You were the one who wanted to play the evidence game.
But seriously, how do you know he didn't wish to wipe out religion by wiping out the religious? I'm not saying that he did, I just want to know why you are so certain.
Jan.
It can be argued that there is plenty of evidence of wanting to wipe out religion in the Soviet regime. The religious were just collateral damages. The creation of the Society of the Godless or the League of the Militant Godless for instance, was almost entirely a party effort, supported by party funding, with many members having no idea what they had signed up for. It collapsed when party funds were withdrawn, showing that the ideology of bringing people into a scientific mindset as they said, was driven entirely by the communist party regime.. Moreover, it was supported by Freethinkers [as atheists defined themselves at the time] all over the world.
Guided by Bolshevik principles of antireligious propaganda and party's orders with regards to religion, S.o.G. aimed at fighting religion in all its manifestations and forming scientific mindset among the workers. It popularized atheism and scientific achievements, conducted individual work with religious people, prepared propagandists and atheistic campaigners, published scientific literature and periodicals, organized museums and exhibitions, conducted scientific research in the field of atheism and critics of religion. S.o.G.'s slogan was "Struggle against religion is a struggle for socialism", which was meant to tie in their atheist views with economy, politics, and culture. S.o.G. had vast international connections; it was part of the International of Proletarian Freethinkers and later of the Worldwide Freethinkers Union.
http://en.wikipedia.org/wiki/Society_of_the_Godless
If political expediency is the excuse, then lets look at why some Muslims believe in the death sentence for apostacy, given that its not defined in the religion.
Classical Hanafi doctrine holds that the capital punishment of the apostate serves mainly political aims. I quote two famous Hanafi jurists from Central Asia on this matter. The first is the eleventh-century Transoxanian jurist Sarakhsi, one of the major authorities of the Hanafi school. He says:
The change of religion and the original form of unbelief
belong to the most abominable of crimes. But [their judgment]

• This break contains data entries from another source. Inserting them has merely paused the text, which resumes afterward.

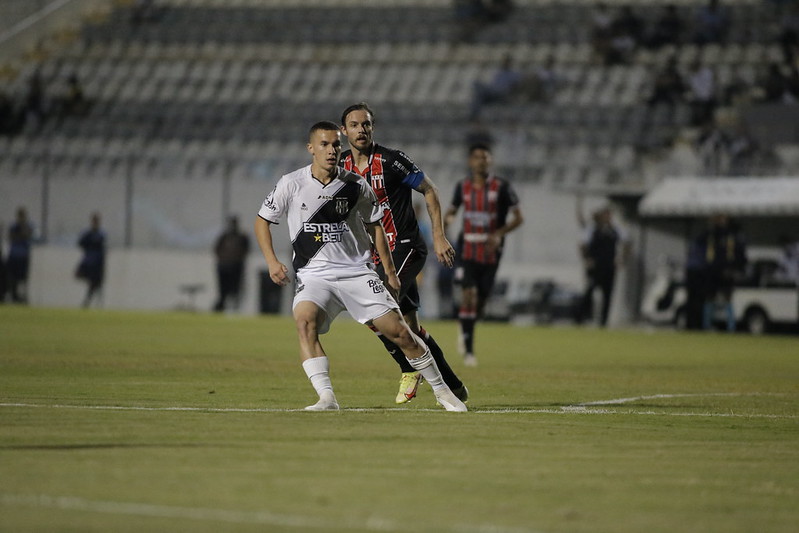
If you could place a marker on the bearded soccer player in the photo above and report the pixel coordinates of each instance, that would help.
(487, 201)
(394, 177)
(334, 218)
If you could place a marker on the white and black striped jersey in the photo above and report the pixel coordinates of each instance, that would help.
(326, 222)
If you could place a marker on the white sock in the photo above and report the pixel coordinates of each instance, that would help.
(318, 371)
(429, 369)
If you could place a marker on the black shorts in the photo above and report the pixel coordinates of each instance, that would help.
(409, 261)
(480, 275)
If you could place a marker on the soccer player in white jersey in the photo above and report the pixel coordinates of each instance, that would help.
(333, 219)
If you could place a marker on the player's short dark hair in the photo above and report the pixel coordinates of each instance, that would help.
(324, 125)
(355, 107)
(479, 146)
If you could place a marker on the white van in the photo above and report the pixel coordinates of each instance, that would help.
(763, 299)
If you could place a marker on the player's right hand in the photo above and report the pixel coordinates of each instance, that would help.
(279, 274)
(393, 285)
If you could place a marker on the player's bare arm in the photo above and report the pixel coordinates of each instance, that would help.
(517, 219)
(378, 235)
(277, 270)
(445, 253)
(449, 217)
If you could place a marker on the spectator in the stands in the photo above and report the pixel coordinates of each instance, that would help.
(775, 85)
(601, 20)
(8, 115)
(35, 105)
(743, 151)
(712, 23)
(789, 32)
(702, 92)
(626, 31)
(667, 29)
(500, 88)
(668, 86)
(545, 80)
(738, 90)
(73, 102)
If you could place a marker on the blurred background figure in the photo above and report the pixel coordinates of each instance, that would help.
(231, 251)
(604, 248)
(91, 268)
(725, 258)
(499, 89)
(20, 239)
(789, 262)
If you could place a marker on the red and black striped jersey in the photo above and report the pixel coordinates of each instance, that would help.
(485, 209)
(393, 177)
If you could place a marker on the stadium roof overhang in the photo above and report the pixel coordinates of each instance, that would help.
(740, 197)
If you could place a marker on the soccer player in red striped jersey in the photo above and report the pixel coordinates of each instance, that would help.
(487, 203)
(394, 177)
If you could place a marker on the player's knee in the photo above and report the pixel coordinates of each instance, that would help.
(306, 326)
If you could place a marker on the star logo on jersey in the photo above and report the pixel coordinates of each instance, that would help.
(342, 206)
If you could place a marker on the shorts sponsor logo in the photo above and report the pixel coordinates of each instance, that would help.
(376, 285)
(326, 231)
(342, 206)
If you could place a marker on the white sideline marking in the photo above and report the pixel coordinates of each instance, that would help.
(224, 515)
(618, 401)
(581, 408)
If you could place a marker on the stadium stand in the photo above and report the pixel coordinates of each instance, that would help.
(227, 88)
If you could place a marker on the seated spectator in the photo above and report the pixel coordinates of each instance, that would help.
(625, 35)
(544, 82)
(738, 90)
(712, 23)
(668, 86)
(8, 115)
(702, 92)
(789, 32)
(500, 88)
(667, 29)
(743, 151)
(73, 102)
(601, 19)
(774, 85)
(472, 15)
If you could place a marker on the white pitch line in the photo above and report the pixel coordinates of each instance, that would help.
(618, 401)
(583, 408)
(264, 518)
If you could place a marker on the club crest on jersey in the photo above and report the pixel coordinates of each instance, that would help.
(377, 182)
(376, 286)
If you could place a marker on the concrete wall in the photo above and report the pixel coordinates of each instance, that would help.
(25, 26)
(140, 279)
(151, 277)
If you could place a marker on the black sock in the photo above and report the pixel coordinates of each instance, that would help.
(449, 376)
(467, 327)
(397, 354)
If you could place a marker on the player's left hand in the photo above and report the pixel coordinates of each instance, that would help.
(445, 253)
(393, 285)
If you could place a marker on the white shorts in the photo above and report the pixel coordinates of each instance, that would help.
(360, 292)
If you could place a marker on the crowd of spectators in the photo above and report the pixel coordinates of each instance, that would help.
(38, 105)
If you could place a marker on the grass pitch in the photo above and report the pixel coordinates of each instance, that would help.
(123, 422)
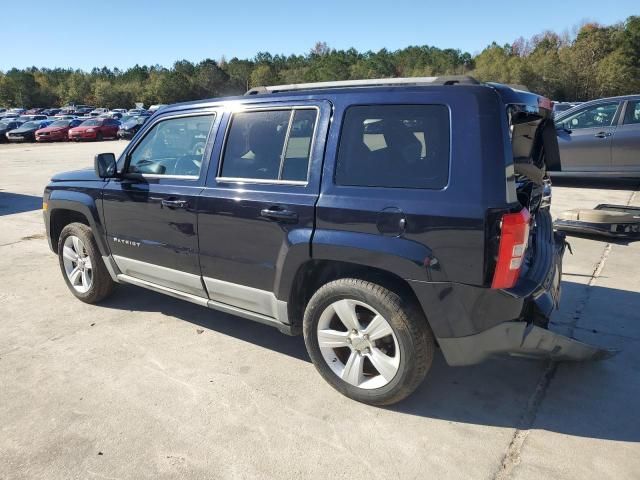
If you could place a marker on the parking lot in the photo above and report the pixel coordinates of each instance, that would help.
(147, 386)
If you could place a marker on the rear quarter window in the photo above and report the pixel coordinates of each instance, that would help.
(394, 146)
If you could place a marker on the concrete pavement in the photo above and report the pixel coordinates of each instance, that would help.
(147, 386)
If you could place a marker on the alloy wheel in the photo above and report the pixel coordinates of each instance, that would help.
(358, 344)
(77, 264)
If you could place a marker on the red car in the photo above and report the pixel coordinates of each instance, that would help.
(58, 131)
(95, 129)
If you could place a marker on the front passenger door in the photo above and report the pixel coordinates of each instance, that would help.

is a matter between God and his servant and the punishment
[of this crime] is postponed until the hereafter.
The measures advanced in this base world [and which thus
precede God's judgment] are matters of political expediency
[siyasat mashru'a] ordained by the law in order to protect
human interests" (Sarakhsi, n.d., vol. 10: 110).
In the same vein, the twelfth-century Hanafi jurist Marghinani, whose book al-Hidaya exerted a lasting influence on the Hanafi jurists of the Near East, states his position with the following words:
In principle, punishments are postponed to the hereafter
and the fact that they are advanced [so that they precede
the hereafter] violates the sense of probation [as the sense
of human life in this world]. One deviates from this principle
in order to defy a present evil and that is warfare
[against the Muslims] ('Ayni, vol. VI: 702-703). (2)
Both authors argue that the apostate's punishment is not due to his belief but to the military and political danger that this belief may cause. They use this argument to show that women, even if they abandon Islam, should never be condemned to death because they are, according to Hanafi doctrine, physically not able to lead war on the Muslim community. The jurists conclude from this that capital punishment is not imposed for disbelief and apostasy but as a means to prevent the military and political dangers connected with it.
One could argue then, that Stalins aims were not different from those of the Hanafi jurists in this regard. In fact, come to think of it, Stalin is the kind of apostate that they referred to.